Reader Brad Cramblett has a question about space and his Mac’s desktop. He writes:
I keep a fair number of files on my desktop but there’s so much room between them that it doesn’t take long before they overlap one another. Is there anything I can do to squeeze in these icons a little tighter?
Yes. Your solution is a breezy Command-J away. Just click on the desktop, press this helpful keyboard shortcut, and a Desktop window will appear. It’s within this window that you can change the size of your desktop icons and—perhaps more importantly in your situation—the size of the desktop grid.
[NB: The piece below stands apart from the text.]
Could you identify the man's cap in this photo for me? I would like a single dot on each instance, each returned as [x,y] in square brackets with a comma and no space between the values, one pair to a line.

I’ve found that an icon size of 32 x 32 is large enough that I can discern what an icon is as well as select it with little trouble. I then play with the Grid Spacing slider so that I can see each item’s full file name (squish down the grid too far and you see ellipses in file names). The default text size of 12 is fine for me, but if you find the text a little small, feel free to bump up the text size. As a long-time Mac user, the idea of the label position on the right side gives me a bad case of the jim-jams, but that too is an option. Likewise, enabling Show Item Info (which, in the case of desktop items means you see the number of items in a folder and the amount of free space on a hard drive or volume) is unnatural to me.
Before we leave the subject, allow me to remind you that placing a lot of items on the desktop can slow down your Mac because the Mac treats any items with custom icons as windows that it must draw. Drop 40 or more files on your desktop and you’ll find that performance declines. Better to file away these items in their proper place.